The British Medical Association (BMA) implored the government to ensure that local leaders were given timely information about cases in their area to help contain the spread of the virus.

It comes after ministers faced criticism for the handling of the surge of cases in Leicester.

The BMA urged the government to share “timely, comprehensive and reliable” information to all those involved in the management of new cases at a local level.

It also called for clarity about how regional spikes will be managed in the future.

Dr Chaand Nagpaul, chairman of the BMA Council, said: “The prime minister has talked about a ‘whack a mole’ strategy to tackle local outbreaks, but this is no use if the people leading the response on the ground – be they public health teams or local leaders – are not given the most accurate up-to-date data possible.

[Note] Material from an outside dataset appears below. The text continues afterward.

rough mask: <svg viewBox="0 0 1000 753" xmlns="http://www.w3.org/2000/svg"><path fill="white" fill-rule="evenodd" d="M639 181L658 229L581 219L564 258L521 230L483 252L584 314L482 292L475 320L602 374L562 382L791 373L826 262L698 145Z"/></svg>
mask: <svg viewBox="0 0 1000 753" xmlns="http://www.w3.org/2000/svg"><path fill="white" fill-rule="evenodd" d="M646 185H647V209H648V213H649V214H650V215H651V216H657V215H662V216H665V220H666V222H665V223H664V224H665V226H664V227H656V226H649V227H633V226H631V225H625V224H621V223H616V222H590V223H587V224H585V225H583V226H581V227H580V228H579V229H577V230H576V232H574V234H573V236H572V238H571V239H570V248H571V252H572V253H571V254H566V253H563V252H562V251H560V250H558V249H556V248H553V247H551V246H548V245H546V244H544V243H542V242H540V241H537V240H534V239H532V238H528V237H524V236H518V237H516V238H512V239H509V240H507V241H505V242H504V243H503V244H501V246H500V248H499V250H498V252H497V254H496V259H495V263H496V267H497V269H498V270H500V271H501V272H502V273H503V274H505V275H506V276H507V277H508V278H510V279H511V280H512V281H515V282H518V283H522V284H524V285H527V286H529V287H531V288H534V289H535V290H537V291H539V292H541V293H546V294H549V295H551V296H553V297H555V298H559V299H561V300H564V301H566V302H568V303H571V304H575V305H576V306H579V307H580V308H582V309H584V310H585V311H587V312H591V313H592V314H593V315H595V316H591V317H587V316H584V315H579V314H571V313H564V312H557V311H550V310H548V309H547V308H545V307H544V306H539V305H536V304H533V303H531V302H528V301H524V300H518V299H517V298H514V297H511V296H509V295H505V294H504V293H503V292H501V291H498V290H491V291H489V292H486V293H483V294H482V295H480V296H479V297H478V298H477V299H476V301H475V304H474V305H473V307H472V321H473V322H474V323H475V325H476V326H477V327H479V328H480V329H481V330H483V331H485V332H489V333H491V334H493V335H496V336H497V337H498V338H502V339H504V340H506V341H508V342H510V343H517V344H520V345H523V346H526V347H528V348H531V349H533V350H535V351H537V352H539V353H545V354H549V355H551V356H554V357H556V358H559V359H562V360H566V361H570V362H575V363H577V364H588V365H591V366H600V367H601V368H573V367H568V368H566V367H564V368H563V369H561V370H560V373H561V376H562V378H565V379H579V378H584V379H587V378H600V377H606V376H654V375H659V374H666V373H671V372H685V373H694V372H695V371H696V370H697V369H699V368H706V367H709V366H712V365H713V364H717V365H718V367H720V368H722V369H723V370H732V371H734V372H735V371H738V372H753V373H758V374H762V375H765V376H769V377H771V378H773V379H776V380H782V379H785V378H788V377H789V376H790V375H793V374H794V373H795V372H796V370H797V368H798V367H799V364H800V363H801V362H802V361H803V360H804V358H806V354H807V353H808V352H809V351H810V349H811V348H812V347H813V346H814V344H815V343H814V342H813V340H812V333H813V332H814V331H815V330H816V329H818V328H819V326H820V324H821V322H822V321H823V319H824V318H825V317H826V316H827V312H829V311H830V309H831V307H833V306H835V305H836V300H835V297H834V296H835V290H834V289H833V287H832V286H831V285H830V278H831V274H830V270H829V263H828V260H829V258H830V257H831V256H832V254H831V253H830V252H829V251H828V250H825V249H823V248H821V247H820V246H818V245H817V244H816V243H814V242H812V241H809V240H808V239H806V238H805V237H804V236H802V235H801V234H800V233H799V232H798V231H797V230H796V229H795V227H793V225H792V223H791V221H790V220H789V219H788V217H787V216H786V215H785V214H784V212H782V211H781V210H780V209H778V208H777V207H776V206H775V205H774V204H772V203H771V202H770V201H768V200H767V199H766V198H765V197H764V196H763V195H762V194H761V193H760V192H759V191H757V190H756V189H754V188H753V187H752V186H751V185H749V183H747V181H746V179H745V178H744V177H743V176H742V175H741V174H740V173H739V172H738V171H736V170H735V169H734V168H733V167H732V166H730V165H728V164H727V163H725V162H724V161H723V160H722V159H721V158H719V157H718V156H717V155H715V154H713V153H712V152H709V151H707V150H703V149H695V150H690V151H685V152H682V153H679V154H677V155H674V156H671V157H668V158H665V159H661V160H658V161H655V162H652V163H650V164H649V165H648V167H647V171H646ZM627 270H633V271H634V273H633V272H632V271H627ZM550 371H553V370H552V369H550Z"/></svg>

“This is crucial to allow swift action and to protect lives and the health service, and something that is not happening right now.

Coronavirus – Tue Jun 30, 2020
A Covid-19 testing centre set up at Highfields Community Centre in Leicester (PA)

“This is all the more important given that the ‘world leading’ test and trace app is not in place, meaning local leaders and teams armed with up-to-date information will be vital in containing spread of outbreaks.”

Ahead of further lockdown restrictions being eased at the weekend, the BMA made a series of demands from the government.

These include the use of set “metric trigger points” at which action will be taken to reintroduce local and national restrictions, which would take into consideration the regional reproductive rate – known as the R rate – as well as the level of infections in communities.

It also stressed the importance of clear public health messaging that social distancing and infection control procedures should be adhered to.

Meanwhile, leading health academic Professor Chris Ham urged the government to give local leaders control over NHS Test and Trace.

In an opinion piece published in the British Medical Journal, Ham wrote: “A crisis on the scale of the Covid-19 pandemic requires a national response. But in a country as large and diverse as the United Kingdom, where the impact of the virus varies between areas, a national response is insufficient.

“Local leadership is also essential, drawing on the expertise of devolved governments in Northern Ireland, Scotland and Wales, local authorities, NHS bodies, and many other public sector agencies.

“A major weakness in the government’s handling of the crisis has been its failure to recognise and value local expertise.”

He said that the people who have been in contact with those confirmed to have the virus have been contacted by regional teams of Public Health England and local health protection teams.

This raises “serious questions about the value for money” of the national telephone-based service, he said.

“In the case of contact tracing, most of the work is now being done by regional teams in Public Health England and local health protection teams led by directors of public health employed by local authorities,” Ham wrote.

“Recent statistics show that in its first three weeks of operation, NHS Test and Trace reached around 113,925 people who were in contact with those who tested positive, of whom around 90 per cent were traced by Public Health England and local health protection teams.

“The remainder—amounting to just 12,247 people—were reached by the national telephone-based service run by Serco and Sitel, which employs around 25,000 staff. This raises serious questions about value for money in the use of public resources in a contract reported to be worth up to £108 million.

“In my view, bringing these staff under the control of local authorities is overdue.”

Ham, former chief executive of the King’s Fund health thinktank, concluded: “Local leaders, including devolved governments and elected mayors, are much better placed than the Westminster government to engage their communities in limiting and responding to future outbreaks.

“To do so effectively, these leaders must be given control of test and trace to rectify the flaws in the government’s ill judged design.”